Deu-nos a oportunidade de pensar de forma diferente sobre a forma como faremos as coisas no futuro, como reduzir a carga administrativa em alguns dos procedimentos. Temos de nos perguntar constantemente: podemos trabalhar na simplificação, podemos trabalhar mais internacionalmente? Podemos realmente ter certeza de que o que estamos fazendo é a coisa certa e faz sentido?

Essa é certamente uma pergunta atemporal para uma agência farmacêutica.

Também surge quando você pensa em IA e digitalização. Se as pessoas estão preocupadas com isso, precisamos garantir que essa preocupação diminua. O papel da confiança e da comunicação é outra lição aprendida com a COVID: as pessoas precisavam ouvir o que tínhamos a dizer, mesmo que não tivéssemos todas as respostas.

Este ano foi turbulento para a Food and Drug Administration dos EUA. Como tem sido sua linha de comunicação?

Temos um relacionamento de longa data com o FDA e mantemos um acordo de confidencialidade com eles há 20 anos. Temos interações quase diárias com diferentes partes da FDA, há um contato da FDA baseado em nossos escritórios em Amsterdã – eles estão no meu andar. E temos um funcionário da EMA na sede da FDA em White Oak.

Cerca de 70% de todos os produtos que avaliamos têm algum tipo de colaboração internacional, por isso faz parte do nosso ADN e não consigo imaginar que isso mude. Ao nível das agências reguladoras, a necessidade de trabalhar em conjunto nunca foi tão forte.

Você também publicou uma declaração sobre o uso de paracetamol durante a gravidez, afirmando que é totalmente seguro. Você vê uma responsabilidade para a agência, não apenas como reguladora, mas em termos de estabelecer padrões internacionais de segurança e ciência?

Eu diria que já o fazemos. (risos) Na verdade, somos uma das autoridades em que os reguladores de todo o mundo confiam mais do que qualquer outra.

Então, o que mais pode ser feito?

Temos a responsabilidade de continuar a defender a ciência, de continuar a defender a confiança, também como comunidade reguladora internacional. Como aprendemos durante o COVID, wPrecisamos pensar em como comunicamos confiança na ciência e em nossos produtos. Todo mundo tem um contexto ligeiramente diferente, e talvez algumas coisas funcionem em um contexto e não funcionem em outro.

A escassez de medicamentos tem sido um tema delicado ultimamente. O Tribunal de Contas Europeu publicou um relatório bastante crítico com sugestões para a EMA, algumas das quais já foram aceites.

Estávamos prevendo essas questões antes de o relatório ser divulgado e acho que estamos no caminho certo para resolvê-las. Já temos o grupo diretor da escassez de medicamentos em funcionamento desde 2023 e o grupo de trabalho de ponto único de contacto. É aí que recolhemos informações dos Estados-Membros para identificar as verdadeiras carências no terreno e as suas causas subjacentes.

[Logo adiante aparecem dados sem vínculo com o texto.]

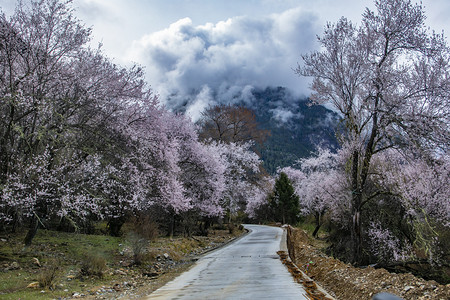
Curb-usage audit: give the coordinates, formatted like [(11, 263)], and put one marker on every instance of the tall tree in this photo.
[(389, 78), (285, 201)]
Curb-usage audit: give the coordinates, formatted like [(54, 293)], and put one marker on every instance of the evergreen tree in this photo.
[(284, 201)]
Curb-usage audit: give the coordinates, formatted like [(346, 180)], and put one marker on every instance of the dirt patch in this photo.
[(344, 281)]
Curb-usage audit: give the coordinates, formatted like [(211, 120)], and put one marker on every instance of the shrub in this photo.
[(48, 275), (93, 265)]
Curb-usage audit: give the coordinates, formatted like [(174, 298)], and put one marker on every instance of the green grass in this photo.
[(67, 248)]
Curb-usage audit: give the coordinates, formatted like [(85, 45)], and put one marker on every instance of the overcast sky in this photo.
[(200, 51)]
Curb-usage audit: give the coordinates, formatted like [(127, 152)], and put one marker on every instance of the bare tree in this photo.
[(389, 78)]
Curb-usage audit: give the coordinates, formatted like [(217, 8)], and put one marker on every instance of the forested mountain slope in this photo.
[(296, 127)]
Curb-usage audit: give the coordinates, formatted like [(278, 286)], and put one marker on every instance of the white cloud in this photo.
[(227, 58)]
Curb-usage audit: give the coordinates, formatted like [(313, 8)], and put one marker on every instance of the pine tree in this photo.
[(285, 202)]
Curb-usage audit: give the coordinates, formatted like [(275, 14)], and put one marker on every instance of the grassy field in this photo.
[(58, 259)]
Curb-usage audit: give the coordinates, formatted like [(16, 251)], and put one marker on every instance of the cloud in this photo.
[(192, 66)]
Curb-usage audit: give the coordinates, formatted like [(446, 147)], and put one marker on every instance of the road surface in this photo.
[(248, 268)]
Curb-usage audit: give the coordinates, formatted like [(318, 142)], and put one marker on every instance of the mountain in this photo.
[(296, 127)]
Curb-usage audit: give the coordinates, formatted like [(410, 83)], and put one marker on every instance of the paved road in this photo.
[(248, 268)]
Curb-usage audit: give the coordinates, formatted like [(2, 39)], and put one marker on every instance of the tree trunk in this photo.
[(32, 230), (356, 204), (115, 225), (318, 224), (171, 226)]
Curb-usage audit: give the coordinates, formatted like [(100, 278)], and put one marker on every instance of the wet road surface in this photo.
[(248, 268)]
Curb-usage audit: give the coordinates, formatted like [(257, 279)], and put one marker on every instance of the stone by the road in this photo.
[(248, 268)]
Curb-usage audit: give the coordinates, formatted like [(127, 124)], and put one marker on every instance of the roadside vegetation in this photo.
[(65, 265)]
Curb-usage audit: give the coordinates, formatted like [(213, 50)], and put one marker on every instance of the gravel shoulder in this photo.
[(343, 281)]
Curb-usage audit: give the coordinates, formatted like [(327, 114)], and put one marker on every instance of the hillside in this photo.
[(296, 127)]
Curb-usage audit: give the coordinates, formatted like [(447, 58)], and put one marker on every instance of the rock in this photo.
[(33, 285), (14, 266), (120, 272), (407, 288), (151, 274), (36, 262)]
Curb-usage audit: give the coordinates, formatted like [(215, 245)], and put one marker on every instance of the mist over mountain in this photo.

O que também podemos fazer é realizar uma audiência oral com as empresas envolvidas para ver se os desafios estão do lado da produção. Por exemplo, uma empresa concordou em aumentar a sua capacidade de produção realizando turnos de 24 horas por dia para satisfazer a procura. E conseguimos incentivar as empresas a criar novas instalações para abastecer a Europa.

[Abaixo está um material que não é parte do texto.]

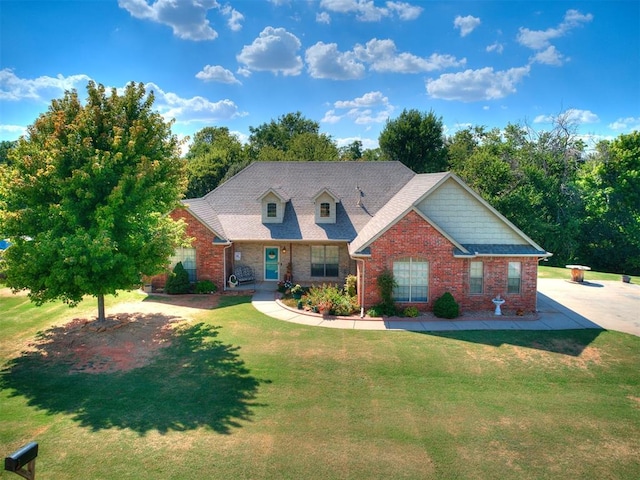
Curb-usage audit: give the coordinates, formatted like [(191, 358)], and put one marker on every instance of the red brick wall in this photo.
[(412, 236), (209, 256)]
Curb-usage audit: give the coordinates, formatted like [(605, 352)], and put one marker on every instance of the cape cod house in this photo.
[(317, 222)]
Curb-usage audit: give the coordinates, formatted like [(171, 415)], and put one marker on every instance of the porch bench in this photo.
[(244, 274)]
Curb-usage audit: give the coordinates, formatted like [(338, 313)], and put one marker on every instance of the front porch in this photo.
[(258, 286)]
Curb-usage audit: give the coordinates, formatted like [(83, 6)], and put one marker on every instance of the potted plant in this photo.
[(296, 291), (325, 306)]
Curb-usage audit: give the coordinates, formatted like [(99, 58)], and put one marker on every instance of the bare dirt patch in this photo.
[(131, 336)]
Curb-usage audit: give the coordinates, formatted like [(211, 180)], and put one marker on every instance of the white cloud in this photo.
[(194, 109), (211, 73), (404, 10), (275, 50), (628, 124), (366, 11), (323, 17), (495, 47), (43, 88), (382, 56), (188, 20), (466, 24), (476, 85), (372, 107), (539, 39), (367, 100), (325, 61), (572, 115), (550, 56), (367, 143)]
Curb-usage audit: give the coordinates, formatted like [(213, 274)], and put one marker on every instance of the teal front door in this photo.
[(271, 263)]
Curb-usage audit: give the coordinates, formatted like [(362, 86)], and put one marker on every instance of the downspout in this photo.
[(224, 267), (362, 287)]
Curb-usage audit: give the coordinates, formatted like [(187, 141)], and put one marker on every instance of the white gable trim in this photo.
[(400, 217)]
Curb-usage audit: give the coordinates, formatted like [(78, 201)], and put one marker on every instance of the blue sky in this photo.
[(348, 64)]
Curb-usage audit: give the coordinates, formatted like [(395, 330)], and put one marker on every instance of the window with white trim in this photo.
[(514, 277), (412, 279), (325, 261), (272, 210), (325, 209), (476, 277), (188, 258)]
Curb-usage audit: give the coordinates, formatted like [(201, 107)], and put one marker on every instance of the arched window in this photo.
[(412, 278)]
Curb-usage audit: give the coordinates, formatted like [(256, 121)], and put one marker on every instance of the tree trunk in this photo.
[(101, 316)]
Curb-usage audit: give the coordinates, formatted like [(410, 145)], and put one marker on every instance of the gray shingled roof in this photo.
[(372, 197), (495, 249), (397, 206), (233, 210)]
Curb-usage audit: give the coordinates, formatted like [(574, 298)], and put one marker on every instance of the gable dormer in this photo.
[(272, 206), (325, 206)]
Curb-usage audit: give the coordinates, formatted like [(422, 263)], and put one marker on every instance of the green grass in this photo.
[(240, 395)]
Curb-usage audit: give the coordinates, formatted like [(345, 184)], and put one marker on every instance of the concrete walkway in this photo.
[(562, 305)]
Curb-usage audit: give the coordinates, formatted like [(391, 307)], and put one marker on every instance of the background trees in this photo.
[(609, 185), (86, 197), (415, 139), (213, 151)]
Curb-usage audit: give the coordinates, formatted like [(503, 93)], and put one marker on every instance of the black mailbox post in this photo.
[(25, 456)]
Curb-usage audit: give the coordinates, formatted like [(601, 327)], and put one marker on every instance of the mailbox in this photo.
[(21, 457)]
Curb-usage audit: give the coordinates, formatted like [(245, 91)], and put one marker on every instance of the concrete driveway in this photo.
[(609, 304)]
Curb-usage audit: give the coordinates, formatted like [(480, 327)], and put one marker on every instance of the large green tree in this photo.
[(416, 139), (214, 150), (609, 185), (291, 137), (87, 195)]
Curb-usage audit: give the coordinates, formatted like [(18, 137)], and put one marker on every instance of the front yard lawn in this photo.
[(236, 394)]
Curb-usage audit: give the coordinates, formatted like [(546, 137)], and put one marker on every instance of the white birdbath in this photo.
[(498, 302)]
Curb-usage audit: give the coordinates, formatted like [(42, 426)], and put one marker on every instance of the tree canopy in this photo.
[(87, 194), (415, 139), (214, 150)]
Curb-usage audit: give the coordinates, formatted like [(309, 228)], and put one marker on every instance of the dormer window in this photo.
[(272, 210), (326, 205), (325, 210)]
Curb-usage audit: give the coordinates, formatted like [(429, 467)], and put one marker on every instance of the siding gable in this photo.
[(464, 218)]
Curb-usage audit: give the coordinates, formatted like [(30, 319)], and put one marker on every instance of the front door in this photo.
[(271, 263)]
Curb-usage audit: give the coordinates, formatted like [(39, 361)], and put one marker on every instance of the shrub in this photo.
[(206, 286), (178, 281), (333, 298), (351, 285), (374, 312), (386, 283), (446, 307), (411, 312)]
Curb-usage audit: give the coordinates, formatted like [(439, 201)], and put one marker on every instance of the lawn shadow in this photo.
[(565, 342), (196, 381)]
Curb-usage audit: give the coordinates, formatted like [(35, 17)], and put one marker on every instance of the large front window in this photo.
[(514, 277), (188, 258), (476, 277), (412, 279), (324, 261)]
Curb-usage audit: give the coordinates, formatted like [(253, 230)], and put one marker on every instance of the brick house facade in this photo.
[(325, 220)]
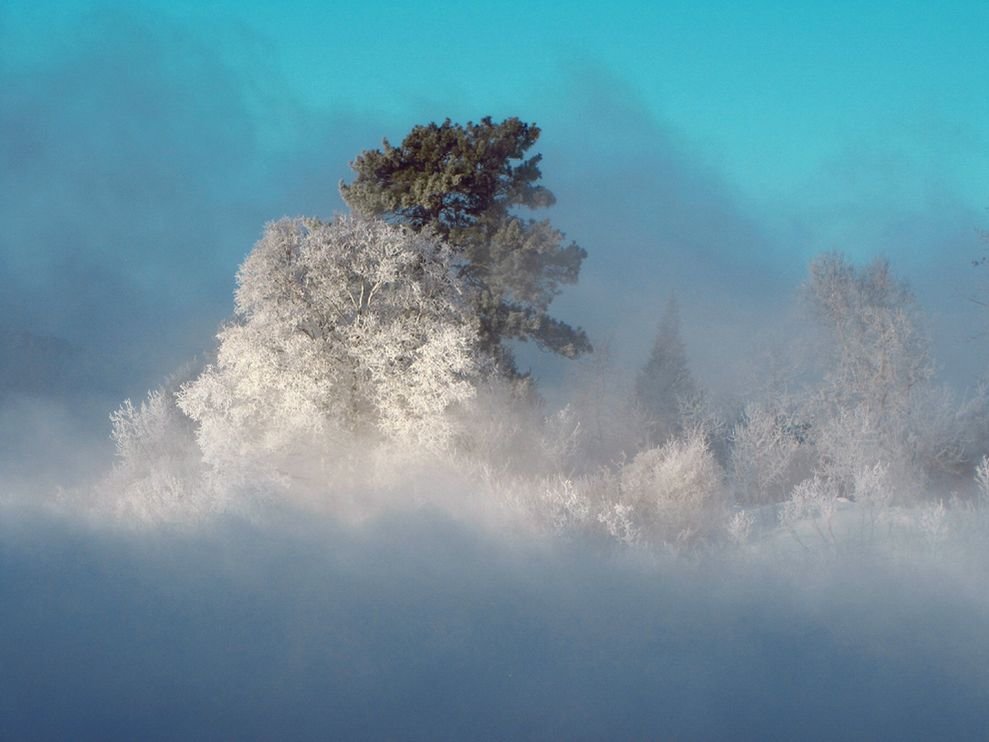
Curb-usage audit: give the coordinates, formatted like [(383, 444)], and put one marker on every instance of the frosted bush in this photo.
[(675, 489), (157, 475)]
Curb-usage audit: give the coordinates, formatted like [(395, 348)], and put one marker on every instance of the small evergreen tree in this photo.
[(665, 382)]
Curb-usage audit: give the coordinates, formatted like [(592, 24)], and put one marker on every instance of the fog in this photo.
[(513, 588)]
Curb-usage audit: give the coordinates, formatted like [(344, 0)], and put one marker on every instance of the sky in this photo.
[(709, 149)]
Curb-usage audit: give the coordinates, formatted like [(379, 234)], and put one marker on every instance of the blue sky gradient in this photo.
[(706, 148)]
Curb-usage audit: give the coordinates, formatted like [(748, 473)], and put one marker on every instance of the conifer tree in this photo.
[(465, 183), (665, 382)]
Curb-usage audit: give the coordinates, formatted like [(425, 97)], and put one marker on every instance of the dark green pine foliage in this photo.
[(665, 382), (466, 183)]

Outra coisa é a Lei dos Medicamentos Críticos – de que outra forma pode a EMA antecipar a escassez?

Publicámos a lista de medicamentos críticos que estará em revisão e também estamos a analisar uma proposta para ver quais são as vulnerabilidades nas cadeias de abastecimento.

Isso dará muito mais compreensão sobre as causas profundas e possíveis soluções para gerir a escassez. Seremos capazes de fazer isso novamente quando tivermos o novo pacote farmacêutico e a Lei de Medicamentos Críticos. A raiz poderá ser uma solução de política industrial e não regulamentar.

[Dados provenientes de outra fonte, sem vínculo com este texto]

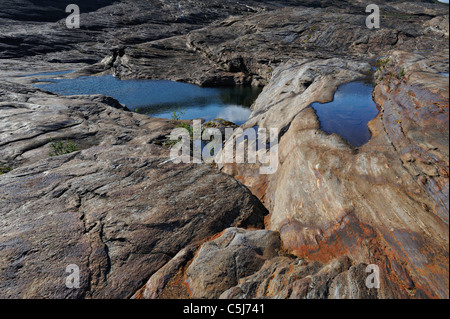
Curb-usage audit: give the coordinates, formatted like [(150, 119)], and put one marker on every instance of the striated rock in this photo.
[(119, 213), (374, 203), (236, 254), (286, 278), (31, 119)]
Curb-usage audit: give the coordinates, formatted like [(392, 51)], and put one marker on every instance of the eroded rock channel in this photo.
[(140, 226)]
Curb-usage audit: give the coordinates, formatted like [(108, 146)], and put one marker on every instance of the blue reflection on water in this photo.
[(160, 98), (349, 113)]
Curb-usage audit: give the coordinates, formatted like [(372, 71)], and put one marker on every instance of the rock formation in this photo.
[(139, 226)]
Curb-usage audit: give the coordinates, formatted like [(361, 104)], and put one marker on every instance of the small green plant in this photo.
[(59, 148), (5, 169), (402, 74), (177, 115), (382, 63)]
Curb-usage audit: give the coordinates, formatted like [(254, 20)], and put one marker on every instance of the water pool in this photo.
[(161, 98), (349, 113)]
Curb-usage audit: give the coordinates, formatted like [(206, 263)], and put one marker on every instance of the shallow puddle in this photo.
[(349, 113), (162, 98)]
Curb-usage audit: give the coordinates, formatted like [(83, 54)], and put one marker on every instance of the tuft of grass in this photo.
[(402, 74), (5, 169), (381, 63), (177, 115), (59, 148)]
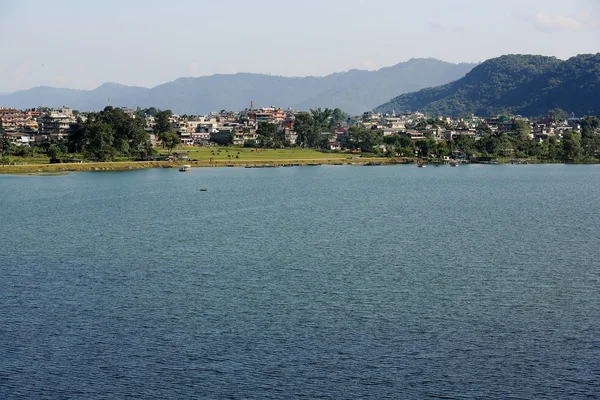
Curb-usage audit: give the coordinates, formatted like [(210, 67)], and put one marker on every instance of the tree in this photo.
[(98, 141), (4, 142), (364, 139), (162, 122), (304, 126), (558, 114), (522, 129), (170, 140), (267, 135), (589, 126), (572, 150), (338, 117), (465, 144)]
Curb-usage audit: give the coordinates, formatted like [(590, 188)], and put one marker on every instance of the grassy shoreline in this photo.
[(137, 165)]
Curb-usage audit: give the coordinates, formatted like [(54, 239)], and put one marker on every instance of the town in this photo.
[(554, 137)]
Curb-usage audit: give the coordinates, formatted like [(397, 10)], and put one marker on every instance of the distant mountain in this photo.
[(354, 91), (518, 84)]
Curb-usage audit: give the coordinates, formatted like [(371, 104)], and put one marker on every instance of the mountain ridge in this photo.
[(354, 91), (519, 84)]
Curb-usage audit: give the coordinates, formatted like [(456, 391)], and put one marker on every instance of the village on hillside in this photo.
[(25, 127)]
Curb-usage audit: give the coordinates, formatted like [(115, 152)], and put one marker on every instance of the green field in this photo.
[(251, 154)]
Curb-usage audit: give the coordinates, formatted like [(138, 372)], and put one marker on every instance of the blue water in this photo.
[(314, 282)]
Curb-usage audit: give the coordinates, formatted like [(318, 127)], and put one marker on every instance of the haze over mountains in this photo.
[(354, 91), (517, 84)]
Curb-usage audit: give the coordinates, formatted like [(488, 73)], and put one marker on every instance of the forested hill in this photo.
[(353, 91), (519, 84)]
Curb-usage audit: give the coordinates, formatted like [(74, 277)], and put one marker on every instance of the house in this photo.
[(56, 124)]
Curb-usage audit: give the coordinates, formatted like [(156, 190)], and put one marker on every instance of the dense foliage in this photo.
[(109, 133), (518, 84)]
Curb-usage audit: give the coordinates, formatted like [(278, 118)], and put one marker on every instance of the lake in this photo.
[(329, 282)]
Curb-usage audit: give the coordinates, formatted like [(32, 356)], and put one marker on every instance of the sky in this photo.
[(83, 44)]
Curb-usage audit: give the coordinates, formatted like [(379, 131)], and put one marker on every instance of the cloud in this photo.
[(565, 22)]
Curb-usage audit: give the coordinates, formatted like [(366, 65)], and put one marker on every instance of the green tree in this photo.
[(558, 114), (4, 142), (522, 129), (162, 122), (589, 125), (98, 141), (362, 138), (465, 145), (307, 130), (572, 150), (170, 140), (267, 135)]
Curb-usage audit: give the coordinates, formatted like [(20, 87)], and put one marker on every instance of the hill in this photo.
[(354, 91), (519, 84)]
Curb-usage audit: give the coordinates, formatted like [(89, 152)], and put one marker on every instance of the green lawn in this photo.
[(250, 154)]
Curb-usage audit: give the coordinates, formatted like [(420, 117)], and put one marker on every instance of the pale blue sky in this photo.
[(82, 44)]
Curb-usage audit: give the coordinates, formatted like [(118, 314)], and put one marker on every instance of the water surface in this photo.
[(314, 282)]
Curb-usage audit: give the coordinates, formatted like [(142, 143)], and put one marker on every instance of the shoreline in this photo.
[(139, 165)]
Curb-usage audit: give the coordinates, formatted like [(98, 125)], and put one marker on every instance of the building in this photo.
[(56, 124)]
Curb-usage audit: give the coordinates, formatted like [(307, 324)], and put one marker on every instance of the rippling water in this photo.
[(313, 282)]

Quais são algumas das coisas que você espera ao permanecer na EMA até 2027?

Continuo dizendo que vou escrever uma lista de desejos. Na verdade, é ótimo ter um prazo, porque assim você pode realmente se concentrar em algumas coisas que deseja que aconteçam. Obviamente, toda a nova legislação farmacêutica e estar preparado para ela é uma das oportunidades mais importantes que temos no futuro.

Também temos que analisar como fazer com que a inovação funcione para os pacientes. Isso é algo que sinto fortemente.